The book ends with discussions of various methods employed from the ‘cunning’ and though there is enough to whet the appetite and warrant further exploration it should’ve been reminded and insisted that each witch or cunning man understands fully the flora and fauna of their local environment. Bees are giving a blinking mention, and by blinking I literally mean a short note. Bees of course alike the cunning man are familiar to their local environment and thereby peculiar to other colonies from afar. This is wisdom that we understand the nature and environment of that which directly affects us, not of some peculiar structure ordained many centuries ago in an unknown land. This is not betwixt the God or the Devil but firmly within our own nature.

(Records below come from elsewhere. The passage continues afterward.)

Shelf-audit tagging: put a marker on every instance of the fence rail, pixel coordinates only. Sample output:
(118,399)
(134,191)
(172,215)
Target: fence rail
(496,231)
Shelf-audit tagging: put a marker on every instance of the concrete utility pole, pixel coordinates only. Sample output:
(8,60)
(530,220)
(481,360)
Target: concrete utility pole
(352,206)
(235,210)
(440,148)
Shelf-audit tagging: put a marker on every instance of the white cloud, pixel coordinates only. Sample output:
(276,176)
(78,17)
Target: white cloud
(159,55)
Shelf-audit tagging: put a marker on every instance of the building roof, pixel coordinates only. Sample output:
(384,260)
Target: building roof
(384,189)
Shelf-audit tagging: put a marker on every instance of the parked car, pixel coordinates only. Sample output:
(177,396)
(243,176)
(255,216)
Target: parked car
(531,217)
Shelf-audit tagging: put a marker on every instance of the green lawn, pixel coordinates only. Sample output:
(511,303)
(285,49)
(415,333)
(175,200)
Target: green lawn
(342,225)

We, the cunning stand amidst the crossroads of our dominion.
There is an extensive bibliography though I hasten to add that Alex Langstone’s- The Liminal Shore (Troy books) and Hidden Heritage ~Disc0vering Ancient Essex – Terry Johnson (capall bann publishing) should be included.
I very much enjoyed reading the book, I understand Ninth Circle are to embark on the output of grimoires? Im not sure how many different copies of The Red Dragon or St.Cyprian I’d need and equally not sure I’d purchase them or other publishers following the same pattern, no reflection on ninth circle or others who follow suit, but there’s only so many copies of the same medieval grimoire I can bother with.
Richard Ward knows his stuff and knows his Essex , it is a fine book that I have enjoyed that gives but a glimpse, as ultimately any book can only ever hope to achieve, into those we know as wise, and society and the priest call them cunning.